The researchers compared the biases found by those embeddings to demographical changes in the US Census data between 1900 and the present.

Changing stereotypes

The research findings showed quantifiable shifts in gender portrayals and biases toward Asians and other ethnic groups during the 20th century.

One of the key findings to emerge was how biases toward women changed for the better—in some ways—over time.

For example, adjectives such as “intelligent,” “logical,” and “thoughtful” were associated more with men in the first half of the 20th century. But since the 1960s, the same words have increasingly been associated with women with every following decade, correlating with the women’s movement in the 1960s, although a gap remains.

The research also showed a dramatic change in stereotypes toward Asians and Asian Americans.

Algorithms don’t yet spare us from bias

For example, in the 1910s, words like “barbaric,” “monstrous,” and “cruel” were the adjectives most associated with Asian last names. By the 1990s, those adjectives were replaced by words like “inhibited,” “passive,” and “sensitive.” This linguistic change correlates with a sharp increase in Asian immigration to the United States in the 1960s and 1980s and a change in cultural stereotypes, the researchers says.

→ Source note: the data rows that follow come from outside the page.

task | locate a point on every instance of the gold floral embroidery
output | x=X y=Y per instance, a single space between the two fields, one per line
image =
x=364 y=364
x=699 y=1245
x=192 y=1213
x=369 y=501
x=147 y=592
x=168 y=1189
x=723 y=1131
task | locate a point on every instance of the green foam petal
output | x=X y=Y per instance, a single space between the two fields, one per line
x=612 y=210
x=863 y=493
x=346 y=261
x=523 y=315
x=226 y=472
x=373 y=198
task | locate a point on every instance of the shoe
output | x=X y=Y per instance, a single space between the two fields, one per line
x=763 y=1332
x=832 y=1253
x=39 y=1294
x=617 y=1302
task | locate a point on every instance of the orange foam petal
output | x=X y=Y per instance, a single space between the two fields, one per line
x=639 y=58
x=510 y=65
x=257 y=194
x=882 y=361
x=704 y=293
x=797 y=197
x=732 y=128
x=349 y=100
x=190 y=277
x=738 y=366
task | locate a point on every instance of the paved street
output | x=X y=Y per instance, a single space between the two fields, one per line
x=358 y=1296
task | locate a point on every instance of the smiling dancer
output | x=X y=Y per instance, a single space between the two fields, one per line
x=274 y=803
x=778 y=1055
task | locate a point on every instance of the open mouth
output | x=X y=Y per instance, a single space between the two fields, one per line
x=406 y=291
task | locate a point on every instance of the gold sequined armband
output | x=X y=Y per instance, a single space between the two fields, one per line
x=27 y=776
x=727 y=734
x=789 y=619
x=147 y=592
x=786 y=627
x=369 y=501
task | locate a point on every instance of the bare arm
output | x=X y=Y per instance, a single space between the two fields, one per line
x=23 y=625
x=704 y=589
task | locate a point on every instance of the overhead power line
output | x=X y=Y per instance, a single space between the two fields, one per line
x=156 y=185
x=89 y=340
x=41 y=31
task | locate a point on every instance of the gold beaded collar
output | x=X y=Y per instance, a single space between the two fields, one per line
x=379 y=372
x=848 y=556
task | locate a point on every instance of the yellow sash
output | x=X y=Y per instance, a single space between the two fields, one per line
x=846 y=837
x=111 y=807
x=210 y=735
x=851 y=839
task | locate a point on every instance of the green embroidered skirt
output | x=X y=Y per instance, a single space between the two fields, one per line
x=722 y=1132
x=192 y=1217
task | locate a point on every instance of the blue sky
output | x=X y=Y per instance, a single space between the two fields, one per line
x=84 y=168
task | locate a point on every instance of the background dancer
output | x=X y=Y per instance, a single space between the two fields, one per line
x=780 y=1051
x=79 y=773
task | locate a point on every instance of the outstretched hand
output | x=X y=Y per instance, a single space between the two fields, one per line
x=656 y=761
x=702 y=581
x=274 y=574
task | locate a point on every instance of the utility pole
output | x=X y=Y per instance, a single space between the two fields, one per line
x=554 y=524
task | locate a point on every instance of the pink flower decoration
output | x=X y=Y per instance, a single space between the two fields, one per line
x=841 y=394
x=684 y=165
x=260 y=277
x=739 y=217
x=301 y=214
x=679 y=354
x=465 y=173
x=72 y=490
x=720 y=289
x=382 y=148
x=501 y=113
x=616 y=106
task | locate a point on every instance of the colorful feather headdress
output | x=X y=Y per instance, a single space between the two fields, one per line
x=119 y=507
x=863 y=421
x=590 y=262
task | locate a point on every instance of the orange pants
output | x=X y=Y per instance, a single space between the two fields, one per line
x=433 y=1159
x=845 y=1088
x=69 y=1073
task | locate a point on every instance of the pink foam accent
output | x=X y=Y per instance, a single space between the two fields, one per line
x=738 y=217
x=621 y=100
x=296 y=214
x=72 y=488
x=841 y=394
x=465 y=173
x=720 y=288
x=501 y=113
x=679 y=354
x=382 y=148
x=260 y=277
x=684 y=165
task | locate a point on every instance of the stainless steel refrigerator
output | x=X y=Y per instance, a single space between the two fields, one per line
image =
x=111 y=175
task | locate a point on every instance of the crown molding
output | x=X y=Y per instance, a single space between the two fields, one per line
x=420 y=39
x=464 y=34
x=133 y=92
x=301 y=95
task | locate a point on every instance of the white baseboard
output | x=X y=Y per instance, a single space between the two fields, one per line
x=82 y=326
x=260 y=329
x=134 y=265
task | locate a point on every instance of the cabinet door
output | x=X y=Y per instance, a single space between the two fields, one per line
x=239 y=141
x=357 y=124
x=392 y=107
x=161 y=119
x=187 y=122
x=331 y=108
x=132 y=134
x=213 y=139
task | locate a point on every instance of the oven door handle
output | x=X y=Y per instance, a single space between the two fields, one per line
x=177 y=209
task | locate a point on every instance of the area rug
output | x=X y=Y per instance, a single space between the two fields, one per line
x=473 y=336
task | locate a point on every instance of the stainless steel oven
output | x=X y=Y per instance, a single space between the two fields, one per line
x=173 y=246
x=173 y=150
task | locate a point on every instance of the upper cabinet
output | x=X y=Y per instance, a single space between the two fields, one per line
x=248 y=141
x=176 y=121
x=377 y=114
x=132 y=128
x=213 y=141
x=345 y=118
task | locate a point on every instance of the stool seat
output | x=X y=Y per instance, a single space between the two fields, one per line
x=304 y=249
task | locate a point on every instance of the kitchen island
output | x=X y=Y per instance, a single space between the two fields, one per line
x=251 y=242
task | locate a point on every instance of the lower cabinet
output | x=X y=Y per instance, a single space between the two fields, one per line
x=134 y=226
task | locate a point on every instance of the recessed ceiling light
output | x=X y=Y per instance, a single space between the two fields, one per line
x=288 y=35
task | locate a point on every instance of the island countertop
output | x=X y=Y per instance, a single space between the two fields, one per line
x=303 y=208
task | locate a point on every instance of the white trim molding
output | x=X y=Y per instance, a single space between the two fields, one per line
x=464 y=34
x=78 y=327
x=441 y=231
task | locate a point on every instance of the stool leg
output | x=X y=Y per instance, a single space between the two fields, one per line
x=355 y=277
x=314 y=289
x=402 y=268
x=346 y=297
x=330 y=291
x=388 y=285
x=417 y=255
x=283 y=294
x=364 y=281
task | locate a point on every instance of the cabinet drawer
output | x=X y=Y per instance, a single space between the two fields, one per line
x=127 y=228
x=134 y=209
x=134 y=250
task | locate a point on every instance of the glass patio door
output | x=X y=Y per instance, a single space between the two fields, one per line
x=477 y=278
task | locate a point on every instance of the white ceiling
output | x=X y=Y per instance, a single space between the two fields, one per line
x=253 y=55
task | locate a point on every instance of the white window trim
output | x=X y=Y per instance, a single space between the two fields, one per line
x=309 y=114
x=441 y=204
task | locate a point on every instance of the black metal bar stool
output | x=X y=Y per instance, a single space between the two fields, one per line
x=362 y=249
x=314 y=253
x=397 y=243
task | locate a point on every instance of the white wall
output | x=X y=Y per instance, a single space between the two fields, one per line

Overall, the researchers demonstrated that changes in the word embeddings tracked closely with demographic shifts measured by the US Census.

“The starkness of the change in stereotypes stood out to me,” says electrical engineering graduate student Nikhil Garg, who is lead author of the study. “When you study history, you learn about propaganda campaigns and these outdated views of foreign groups. But how much the literature produced at the time reflected those stereotypes was hard to appreciate.”

The researchers report their findings in the Proceedings of the National Academy of Sciences.